このため、インキ乾燥性等を改善する印刷紙や、水性オーバープリントニスとして適用できる水性被覆剤等が提案されている。
【先行技術文献】
【特許文献】
【0005】
【文献】特開平10-158564号公報
【文献】特開2002-188029号公報
【発明の概要】
【発明が解決しようとする課題】
【0006】
特許文献1及び2のインキは、溶剤系のインキと比べてVOCの低減がなされているが、イソプロパノール等のVOCの発生源となる低沸点溶剤を含んでおり、更なるVOCの低減が求められる。
しかし、VOCの低減を目指した、有機溶剤を使用しない水性インキや、有機溶剤をVOCの発生源となりにくい高沸点溶剤に置き換えたインキでは、樹脂フィルム等の低吸水性の印刷基材に印刷すると、印刷基材上でのインキの濡れ拡がりが不足して印刷濃度の低下が生じたり、印刷後の乾燥性の低下が生じる等の課題があった。
上記のように、従来、樹脂フィルム等の低吸水性の印刷基材に印刷する際に、印刷濃度、乾燥性を満足しうる水性グラビアインキは知られていない。
本発明は、環境負荷が少なく、樹脂フィルム等の低吸水性の印刷基材に対する印刷においても、印刷濃度、乾燥性に優れた水性グラビアインキを提供することを課題とする。
【課題を解決するための手段】
【0007】
本発明者らは、顔料、水溶性有機溶剤、界面活性剤、水を含む水性グラビアインキであって、水溶性有機溶剤が特定の沸点を有するグリコールエーテルを含み、界面活性剤が特定のシリコーン系界面活性剤を特定量含む、水含有量の多い水性グラビアインキが、上記課題を解決しうることを見出した。

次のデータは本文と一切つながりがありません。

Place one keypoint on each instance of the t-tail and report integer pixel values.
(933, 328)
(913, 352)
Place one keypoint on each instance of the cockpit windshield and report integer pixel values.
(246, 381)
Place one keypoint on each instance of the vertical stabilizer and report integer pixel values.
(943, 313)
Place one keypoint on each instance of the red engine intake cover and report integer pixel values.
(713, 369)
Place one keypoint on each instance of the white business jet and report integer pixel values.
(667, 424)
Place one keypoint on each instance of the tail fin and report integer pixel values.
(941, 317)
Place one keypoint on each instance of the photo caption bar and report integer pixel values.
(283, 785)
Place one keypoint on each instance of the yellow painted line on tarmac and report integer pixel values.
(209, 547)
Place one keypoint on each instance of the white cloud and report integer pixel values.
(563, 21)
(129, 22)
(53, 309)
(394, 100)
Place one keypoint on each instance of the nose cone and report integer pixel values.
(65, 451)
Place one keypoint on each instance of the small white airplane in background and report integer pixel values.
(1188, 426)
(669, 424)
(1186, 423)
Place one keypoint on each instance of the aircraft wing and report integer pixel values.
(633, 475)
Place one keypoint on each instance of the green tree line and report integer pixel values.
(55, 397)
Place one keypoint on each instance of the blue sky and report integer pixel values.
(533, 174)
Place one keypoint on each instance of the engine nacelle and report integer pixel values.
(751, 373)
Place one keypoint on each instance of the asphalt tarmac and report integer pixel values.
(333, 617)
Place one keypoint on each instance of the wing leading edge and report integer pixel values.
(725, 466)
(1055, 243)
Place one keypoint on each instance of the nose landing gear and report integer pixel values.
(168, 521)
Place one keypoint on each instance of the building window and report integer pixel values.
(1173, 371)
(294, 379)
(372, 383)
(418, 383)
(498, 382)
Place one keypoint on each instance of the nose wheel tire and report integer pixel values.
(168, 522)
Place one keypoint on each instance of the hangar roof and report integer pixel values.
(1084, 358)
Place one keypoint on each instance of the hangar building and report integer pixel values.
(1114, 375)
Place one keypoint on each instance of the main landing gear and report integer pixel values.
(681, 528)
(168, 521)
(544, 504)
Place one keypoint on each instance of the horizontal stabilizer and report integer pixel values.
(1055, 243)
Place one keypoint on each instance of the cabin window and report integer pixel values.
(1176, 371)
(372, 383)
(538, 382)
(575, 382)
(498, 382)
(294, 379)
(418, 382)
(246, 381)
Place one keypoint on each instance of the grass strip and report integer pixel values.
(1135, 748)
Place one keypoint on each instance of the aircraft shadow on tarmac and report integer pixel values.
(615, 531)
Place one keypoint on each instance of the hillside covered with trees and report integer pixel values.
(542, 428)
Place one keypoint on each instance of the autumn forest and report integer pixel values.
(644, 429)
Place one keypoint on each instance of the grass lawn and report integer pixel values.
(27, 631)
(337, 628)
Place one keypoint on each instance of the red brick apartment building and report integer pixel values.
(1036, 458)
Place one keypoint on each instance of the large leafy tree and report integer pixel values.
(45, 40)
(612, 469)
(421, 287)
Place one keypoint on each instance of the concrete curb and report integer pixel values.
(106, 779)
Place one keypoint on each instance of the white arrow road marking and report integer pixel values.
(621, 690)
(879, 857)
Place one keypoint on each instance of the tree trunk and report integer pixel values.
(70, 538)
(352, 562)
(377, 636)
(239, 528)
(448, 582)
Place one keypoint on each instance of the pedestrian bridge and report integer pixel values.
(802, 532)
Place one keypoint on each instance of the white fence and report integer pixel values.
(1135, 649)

すなわち、本発明は、顔料、水溶性有機溶剤、界面活性剤、水を含む水性グラビアインキであって、
該水溶性有機溶剤が、沸点100℃以上260℃以下のグリコールエーテルを含み、
該界面活性剤が、下記一般式(1)で表される構成単位を有するシリコーン系界面活性剤を含み、インキ中の該水溶性有機溶剤の含有量が、1質量%以上10質量%以下であり、
インキ中の水の含有量が、50質量%以上80質量%以下である、水性グラビアインキを提供する。
【0008】
【化1】
〔式中、m及びnはそれぞれの構造単位の数であり、aは0以上40以下の整数、bは1以上40以下の整数、Rは水素原子又はアルキル基を示し、[(a+b)/(m/n)]は1.60以上6.30以下である。〕
なお、m、n、a及びbの各構造単位はブロック共重合体でもランダム共重合体でもよい。
【発明の効果】
【0009】
本発明によれば、環境負荷が少なく、印刷濃度、乾燥性に優れた水性グラビアインキを提供することができる。
【発明を実施するための形態】
【0010】
[水性グラビアインキ]
本発明の水性グラビアインキは、顔料、水溶性有機溶剤、界面活性剤、水を含む水性グラビアインキ(以下、単に「グラビアインキ」又は「インキ」ともいう)であって、
該水溶性有機溶剤が、沸点100℃以上260℃以下のグリコールエーテルを含み、
該界面活性剤が、前記一般式(1)で表される構成単位を有するシリコーン系界面活性剤を含み、インキ中の該水溶性有機溶剤の含有量が、1質量%以上10質量%以下であり、
インキ中の水の含有量が、50質量%以上80質量%以下である。
以下に述べる水性グラビアインキ中の各成分の含有量は、グラビア印刷時の含有量を示す。本発明のグラビアインキは、各成分を印刷時の含有量に調整してそのまま用いてもよく、予め調製したベースインキを水等で希釈し、印刷時の含有量に調整して用いてもよい。
【0011】
本発明の水性グラビアインキによれば、環境負荷が少なく、樹脂フィルム等の低吸水性の印刷基材に対する印刷においても、印刷濃度、乾燥性に優れ、高品質の印刷物を得ることができる。その理由は定かではないが、以下のように考えられる。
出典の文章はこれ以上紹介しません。